多田敏宏:中国の食と病と文学のブログ

中国の食と病について文学の点から見てみたいです。

花ニラ、汪曾祺

 北京の花ニラは、漬けたあとひきつぶして、汁と一緒にする。羊肉のしゃぶしゃぶを食べる時の調味料として欠かせないが、漬物としても食べられる。干したオキアミとハクサイの煮物を食べるときに、花ニラか、臭豆腐(塩漬けの豆腐を発酵させたもの)か、エビ味噌を蒸しパンやクレープに塗りつけて口に入れるのは、北京の一般家庭では、いい食事だ。

 以前芝居の勉強をしていた時、主食は支給されたが、おかずがなかった。花ニラとピーマン、醤油を木の桶に入れ、そこに湯を注いだものをおかずにしていた。花ニラは当時は安く、空いた碗を持って塩や醤油の店に行き、三分か五分の金を払うと、店員が鉄のしゃもじにかなりの量を入れ、盛ってくれた。現在はガラス瓶に入れていて、量り売りはしない。一瓶一元以上で、高くなった。

 

 雲南の花ニラは北方とは異なる。昆明の花ニラは曲靖のものとは違う。昆明の花ニラは味噌で漬け、トウガラシを多く加える。曲靖の花ニラは白で、とても細かく刻み、干したコールラビを糸状に切ったものと一緒に漬ける。そんなに塩辛くなく、淡い甘みをかすかに感じる。曲靖の花ニラは茶葉を入れる筒に似た白色の陶器の缶に入っている。曲靖に行った時は、必ずみやげにいくつか買う。曲靖の花ニラは、中国の漬物の王様だ。

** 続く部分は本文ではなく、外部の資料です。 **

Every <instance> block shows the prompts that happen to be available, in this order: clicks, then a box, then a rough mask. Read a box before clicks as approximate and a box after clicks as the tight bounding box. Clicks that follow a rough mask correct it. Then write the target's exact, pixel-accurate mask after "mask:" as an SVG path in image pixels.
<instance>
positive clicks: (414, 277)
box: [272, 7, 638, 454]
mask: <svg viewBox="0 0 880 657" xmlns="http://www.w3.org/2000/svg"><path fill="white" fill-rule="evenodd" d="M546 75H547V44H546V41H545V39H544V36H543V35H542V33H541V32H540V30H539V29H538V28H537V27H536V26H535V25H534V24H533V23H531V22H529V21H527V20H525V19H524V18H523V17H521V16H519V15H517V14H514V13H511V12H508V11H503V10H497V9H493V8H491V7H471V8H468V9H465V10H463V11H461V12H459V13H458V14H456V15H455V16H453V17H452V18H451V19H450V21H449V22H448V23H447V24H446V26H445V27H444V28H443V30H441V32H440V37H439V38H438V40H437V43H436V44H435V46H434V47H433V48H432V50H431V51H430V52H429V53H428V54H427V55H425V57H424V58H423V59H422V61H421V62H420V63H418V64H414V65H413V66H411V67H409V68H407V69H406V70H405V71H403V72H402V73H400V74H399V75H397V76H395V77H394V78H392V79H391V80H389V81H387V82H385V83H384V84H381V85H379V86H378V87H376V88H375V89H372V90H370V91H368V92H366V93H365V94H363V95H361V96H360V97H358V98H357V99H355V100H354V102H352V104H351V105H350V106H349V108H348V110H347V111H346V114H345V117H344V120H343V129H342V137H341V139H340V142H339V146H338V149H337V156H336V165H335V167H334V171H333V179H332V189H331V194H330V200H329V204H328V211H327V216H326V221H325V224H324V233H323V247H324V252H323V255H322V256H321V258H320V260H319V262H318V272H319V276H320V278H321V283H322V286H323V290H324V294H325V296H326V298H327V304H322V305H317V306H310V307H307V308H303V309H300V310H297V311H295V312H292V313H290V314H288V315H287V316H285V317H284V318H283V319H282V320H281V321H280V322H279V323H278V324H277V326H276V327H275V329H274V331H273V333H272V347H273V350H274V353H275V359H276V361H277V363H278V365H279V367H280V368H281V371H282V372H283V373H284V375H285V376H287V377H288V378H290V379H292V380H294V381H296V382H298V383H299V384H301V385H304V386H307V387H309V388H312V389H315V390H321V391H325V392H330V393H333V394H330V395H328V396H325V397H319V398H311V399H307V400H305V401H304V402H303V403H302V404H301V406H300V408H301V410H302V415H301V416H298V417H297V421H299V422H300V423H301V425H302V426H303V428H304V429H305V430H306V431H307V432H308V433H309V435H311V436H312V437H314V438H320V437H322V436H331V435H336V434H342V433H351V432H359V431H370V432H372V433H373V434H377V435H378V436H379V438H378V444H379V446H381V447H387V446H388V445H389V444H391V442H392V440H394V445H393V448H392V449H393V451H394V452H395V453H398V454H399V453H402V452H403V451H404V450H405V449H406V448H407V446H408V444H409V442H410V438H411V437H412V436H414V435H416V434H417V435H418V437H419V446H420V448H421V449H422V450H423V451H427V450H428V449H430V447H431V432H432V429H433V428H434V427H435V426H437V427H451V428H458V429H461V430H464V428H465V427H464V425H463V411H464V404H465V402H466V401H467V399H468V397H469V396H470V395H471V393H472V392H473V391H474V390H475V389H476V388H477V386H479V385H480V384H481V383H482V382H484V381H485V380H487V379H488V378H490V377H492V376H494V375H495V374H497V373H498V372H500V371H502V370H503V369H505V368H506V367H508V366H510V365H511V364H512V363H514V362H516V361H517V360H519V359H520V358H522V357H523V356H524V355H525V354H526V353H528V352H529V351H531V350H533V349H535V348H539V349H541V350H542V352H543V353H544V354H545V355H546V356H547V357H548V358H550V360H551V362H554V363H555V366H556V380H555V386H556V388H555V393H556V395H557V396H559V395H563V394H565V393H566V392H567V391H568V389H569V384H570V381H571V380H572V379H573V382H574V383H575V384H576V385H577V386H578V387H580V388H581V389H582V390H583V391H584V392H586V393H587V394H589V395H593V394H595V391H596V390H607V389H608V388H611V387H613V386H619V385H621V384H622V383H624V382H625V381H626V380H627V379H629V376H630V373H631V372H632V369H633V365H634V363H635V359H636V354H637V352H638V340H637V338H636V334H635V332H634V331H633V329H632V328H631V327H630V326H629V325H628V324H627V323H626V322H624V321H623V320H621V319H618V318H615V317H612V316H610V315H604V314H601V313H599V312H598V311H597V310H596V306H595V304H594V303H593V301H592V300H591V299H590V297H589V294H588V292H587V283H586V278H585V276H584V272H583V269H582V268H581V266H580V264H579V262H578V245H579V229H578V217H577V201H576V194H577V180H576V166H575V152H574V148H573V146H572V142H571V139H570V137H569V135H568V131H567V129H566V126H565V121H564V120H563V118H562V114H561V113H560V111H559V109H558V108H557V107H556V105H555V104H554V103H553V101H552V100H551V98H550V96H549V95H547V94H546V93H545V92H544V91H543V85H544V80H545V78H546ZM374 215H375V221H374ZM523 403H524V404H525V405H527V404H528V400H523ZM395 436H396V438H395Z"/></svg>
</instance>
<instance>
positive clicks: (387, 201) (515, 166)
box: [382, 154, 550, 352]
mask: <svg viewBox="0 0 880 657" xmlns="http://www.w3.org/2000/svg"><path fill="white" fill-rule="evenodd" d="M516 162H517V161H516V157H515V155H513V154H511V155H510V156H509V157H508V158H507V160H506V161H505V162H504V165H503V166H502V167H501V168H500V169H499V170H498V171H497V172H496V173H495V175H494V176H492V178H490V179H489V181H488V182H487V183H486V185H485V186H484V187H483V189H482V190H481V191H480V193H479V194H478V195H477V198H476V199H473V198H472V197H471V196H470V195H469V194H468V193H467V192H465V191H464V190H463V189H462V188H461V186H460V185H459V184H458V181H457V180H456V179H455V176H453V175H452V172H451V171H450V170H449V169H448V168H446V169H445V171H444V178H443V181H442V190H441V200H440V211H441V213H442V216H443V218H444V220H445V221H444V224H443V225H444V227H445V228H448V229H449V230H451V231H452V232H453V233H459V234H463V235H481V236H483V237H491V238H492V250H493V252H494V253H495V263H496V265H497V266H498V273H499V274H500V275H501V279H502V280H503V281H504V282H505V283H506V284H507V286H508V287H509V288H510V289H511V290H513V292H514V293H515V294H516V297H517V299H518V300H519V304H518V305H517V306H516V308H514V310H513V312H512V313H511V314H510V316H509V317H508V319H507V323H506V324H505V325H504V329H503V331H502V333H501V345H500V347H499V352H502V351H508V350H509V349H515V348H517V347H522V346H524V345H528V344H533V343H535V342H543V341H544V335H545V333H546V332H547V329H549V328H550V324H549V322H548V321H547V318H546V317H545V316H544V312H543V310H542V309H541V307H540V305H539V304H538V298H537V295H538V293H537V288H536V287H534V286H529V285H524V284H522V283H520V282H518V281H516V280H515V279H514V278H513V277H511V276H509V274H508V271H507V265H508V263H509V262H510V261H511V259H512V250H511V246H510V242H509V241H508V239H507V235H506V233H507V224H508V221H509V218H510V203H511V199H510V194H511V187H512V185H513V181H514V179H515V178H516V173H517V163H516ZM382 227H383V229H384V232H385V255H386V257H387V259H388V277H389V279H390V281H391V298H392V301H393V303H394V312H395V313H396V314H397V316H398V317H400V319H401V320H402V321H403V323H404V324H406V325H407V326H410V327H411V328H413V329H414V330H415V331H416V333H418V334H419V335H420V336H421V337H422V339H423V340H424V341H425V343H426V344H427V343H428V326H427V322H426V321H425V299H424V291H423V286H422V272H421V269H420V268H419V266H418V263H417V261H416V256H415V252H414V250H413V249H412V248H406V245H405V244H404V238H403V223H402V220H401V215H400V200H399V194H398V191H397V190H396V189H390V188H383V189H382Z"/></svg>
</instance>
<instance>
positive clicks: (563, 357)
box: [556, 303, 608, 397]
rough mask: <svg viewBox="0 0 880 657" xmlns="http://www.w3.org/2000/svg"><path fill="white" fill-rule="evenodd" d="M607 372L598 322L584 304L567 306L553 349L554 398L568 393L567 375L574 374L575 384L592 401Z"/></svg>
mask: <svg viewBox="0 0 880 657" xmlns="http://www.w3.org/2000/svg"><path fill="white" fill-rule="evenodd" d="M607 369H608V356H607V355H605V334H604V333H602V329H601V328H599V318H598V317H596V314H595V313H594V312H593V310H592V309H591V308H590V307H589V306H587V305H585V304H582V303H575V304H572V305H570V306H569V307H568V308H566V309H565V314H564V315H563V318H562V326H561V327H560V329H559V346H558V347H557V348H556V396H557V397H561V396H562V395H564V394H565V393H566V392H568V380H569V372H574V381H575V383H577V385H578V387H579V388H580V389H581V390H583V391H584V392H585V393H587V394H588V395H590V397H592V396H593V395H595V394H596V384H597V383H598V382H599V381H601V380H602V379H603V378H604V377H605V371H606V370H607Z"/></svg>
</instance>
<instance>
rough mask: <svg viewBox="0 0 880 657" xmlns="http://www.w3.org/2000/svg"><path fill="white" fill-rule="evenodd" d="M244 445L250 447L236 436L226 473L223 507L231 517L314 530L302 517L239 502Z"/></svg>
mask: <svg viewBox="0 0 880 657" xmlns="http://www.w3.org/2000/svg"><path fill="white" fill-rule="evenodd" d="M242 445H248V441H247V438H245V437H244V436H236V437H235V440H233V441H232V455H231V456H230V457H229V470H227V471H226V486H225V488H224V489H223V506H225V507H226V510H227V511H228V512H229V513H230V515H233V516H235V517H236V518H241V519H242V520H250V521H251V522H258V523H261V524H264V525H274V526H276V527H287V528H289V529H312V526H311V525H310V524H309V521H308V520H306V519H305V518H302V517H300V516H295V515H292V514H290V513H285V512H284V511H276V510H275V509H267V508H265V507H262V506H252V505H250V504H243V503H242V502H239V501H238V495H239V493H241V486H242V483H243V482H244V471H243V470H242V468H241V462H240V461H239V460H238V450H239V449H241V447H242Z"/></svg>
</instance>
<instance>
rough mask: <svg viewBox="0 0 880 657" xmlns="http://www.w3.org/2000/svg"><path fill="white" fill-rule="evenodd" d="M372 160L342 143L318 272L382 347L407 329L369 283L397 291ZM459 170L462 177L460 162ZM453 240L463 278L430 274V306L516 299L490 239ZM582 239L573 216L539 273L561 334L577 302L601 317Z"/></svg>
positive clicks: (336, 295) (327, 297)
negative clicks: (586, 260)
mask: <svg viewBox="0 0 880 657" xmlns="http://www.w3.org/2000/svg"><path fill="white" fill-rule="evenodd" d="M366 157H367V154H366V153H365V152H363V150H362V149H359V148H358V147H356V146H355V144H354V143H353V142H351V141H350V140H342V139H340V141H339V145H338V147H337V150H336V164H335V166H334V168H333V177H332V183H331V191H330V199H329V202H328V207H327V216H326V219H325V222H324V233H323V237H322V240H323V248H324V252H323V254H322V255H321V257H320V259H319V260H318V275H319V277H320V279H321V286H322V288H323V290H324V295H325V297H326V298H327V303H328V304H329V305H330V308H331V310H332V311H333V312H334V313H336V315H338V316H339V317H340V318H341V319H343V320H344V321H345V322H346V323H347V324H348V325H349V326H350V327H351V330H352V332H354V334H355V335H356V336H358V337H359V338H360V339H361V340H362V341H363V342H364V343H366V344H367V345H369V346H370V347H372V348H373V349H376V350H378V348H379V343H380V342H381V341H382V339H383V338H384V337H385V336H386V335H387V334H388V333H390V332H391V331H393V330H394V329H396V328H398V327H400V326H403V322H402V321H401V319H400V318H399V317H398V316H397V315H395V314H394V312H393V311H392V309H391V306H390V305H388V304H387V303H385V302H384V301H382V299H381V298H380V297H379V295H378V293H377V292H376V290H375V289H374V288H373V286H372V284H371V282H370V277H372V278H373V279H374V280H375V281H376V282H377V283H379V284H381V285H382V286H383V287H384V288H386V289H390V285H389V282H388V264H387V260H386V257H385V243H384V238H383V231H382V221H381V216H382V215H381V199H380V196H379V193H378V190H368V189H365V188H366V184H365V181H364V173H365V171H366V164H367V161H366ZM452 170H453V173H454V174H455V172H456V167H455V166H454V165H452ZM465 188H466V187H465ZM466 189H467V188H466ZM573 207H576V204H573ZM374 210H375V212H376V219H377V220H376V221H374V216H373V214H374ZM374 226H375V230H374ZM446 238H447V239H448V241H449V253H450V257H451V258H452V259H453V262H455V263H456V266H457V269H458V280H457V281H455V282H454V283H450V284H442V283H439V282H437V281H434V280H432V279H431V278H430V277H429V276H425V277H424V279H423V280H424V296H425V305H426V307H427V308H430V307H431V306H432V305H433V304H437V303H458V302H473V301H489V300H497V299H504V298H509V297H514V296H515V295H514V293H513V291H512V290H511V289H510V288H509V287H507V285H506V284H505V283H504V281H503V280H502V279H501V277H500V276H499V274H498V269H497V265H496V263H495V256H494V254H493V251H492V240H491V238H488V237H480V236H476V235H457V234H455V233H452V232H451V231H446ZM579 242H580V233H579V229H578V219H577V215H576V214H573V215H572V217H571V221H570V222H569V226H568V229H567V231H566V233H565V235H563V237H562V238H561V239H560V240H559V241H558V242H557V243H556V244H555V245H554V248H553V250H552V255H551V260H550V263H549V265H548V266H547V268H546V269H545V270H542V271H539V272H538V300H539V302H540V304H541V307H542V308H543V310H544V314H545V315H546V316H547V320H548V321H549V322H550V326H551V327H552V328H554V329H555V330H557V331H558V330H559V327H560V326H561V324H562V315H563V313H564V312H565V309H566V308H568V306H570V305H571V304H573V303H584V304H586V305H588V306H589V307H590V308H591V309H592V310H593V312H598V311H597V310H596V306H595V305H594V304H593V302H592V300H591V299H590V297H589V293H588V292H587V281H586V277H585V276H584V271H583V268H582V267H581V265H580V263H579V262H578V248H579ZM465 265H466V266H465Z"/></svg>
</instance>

 私の故郷では、花ニラを漬けて食べることはなかった。まだ蕾の時に、花茎と一緒に摘み、適当な長さに切って、豚の赤身肉と一緒に炒めて食べた。まさに「時節の料理」で、何日か経つと花茎が硬くなるので食べられなくなる。エビ入りクレープと一緒に食べると、とても美味しい。